Considering that Snoop Dogg's most recent high-profile appearance has involved him getting sprayed in the face with the ammunition from a whipped-cream brassiere in pop singer Katy Perry's video for "California Gurls," I suppose that he must have been more than willing to do something spiced with a bit more testosterone.
It's not clear whether Snoop Dogg was specifically hired for the gig because his nom de guerre ties in amusingly to Zynga's cuddly canine mascot, or maybe just because the whole idea of Snoop Dogg blowing up a truck in the desert is so ridiculous, it can't possibly be met with any backlash. (Or can it?)
I can imagine Zynga executives calmly seated across a boardroom table from prospective investors in the company's most recent massive funding round, explaining why they absolutely need another cash infusion. To fuel growth, obviously. To launch new titles. To make some acquisitions. To buy more Facebook ads to promote it all.

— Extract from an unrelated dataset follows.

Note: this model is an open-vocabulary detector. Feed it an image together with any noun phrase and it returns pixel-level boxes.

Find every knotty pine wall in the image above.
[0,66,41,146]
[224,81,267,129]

"Oh. And we want to blow up an armored truck in the Nevada desert. Except it won't be us doing it--it'll be Snoop Dogg."
The "Mafia Wars" series has been a parade of hits for Zynga, and the new Sin City edition has already boasted, according to Zynga, 30 million fights and 600 million robberies. Its Facebook-based games, such as FarmVille, have been decked by gaming aficionados as silly--but the company, meanwhile, means business.
It recently hired former Facebook and MySpace executive Owen Van Natta and formed a joint venture with SoftBank in Japan to fuel international growth. And the number of people willing to pay real money for virtual accessories in aquarium, farm, and frontier homestead games has apparently won Zynga sufficient financial security to hire a rapper, a lot of explosives, and a truck that won't be getting returned to its owner in one piece.
What's next? Will the next FarmVille milestone be commemorated with country star Kenny Chesney blowing up a tractor? This is obviously very important and newsworthy, people.